Imagine about Her

Siji Getih
Chapter #7

6. Masa Depan

"Baik anak-anak, sebelum pulang Ibu ingin kalian tulis di kertas polio yang ibu bagiin satu-satu ke kalian." Bu Guru berjalan mengitari ruangan, membagikan kertas-kertas yang ada di tangannya pada semua murid yang berada di dalam kelas. "Di sana ada pertanyaan-pertanyaan yang harus kalian jawab, dan nanti besok langsung kalian kumpulkan di KM. Terima kasih!"

Aku mematikan lampu kamar, lalu menyalakan lampu kecil yang berada di atas mejaku.

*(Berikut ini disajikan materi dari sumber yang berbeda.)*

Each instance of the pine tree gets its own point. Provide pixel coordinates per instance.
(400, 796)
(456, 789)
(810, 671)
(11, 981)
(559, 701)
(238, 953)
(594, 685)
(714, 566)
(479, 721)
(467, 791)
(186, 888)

Tersimpan di atas meja sebuah kertas yang diberikan oleh Bu Guru di sekolah. Kertas tersebut berisi pertanyaan-pertanyaan yang kupikir tidak memiliki jawaban yang benar dan salah, tetapi bukan berarti aku dapat menjawabnya secara asal-asalan.

Pertanyaan pertama adalah apa yang kamu inginkan di masa depan?

Masa depan? aku tidak terlalu memikirkannya. Apa yang ingin kuraih? apa yang ingin kudapatkan? ingin jadi seperti apa aku? sejujurnya aku sendiri tidak tahu ingin seperti apa aku di masa depan. Apakah aku hanya akan mengikuti arus saja atau berusaha sekuat tenaga melawan arus tersebut? aku hanya berpikir bahwa hidup dengan normal saja sudah lebih dari cukup.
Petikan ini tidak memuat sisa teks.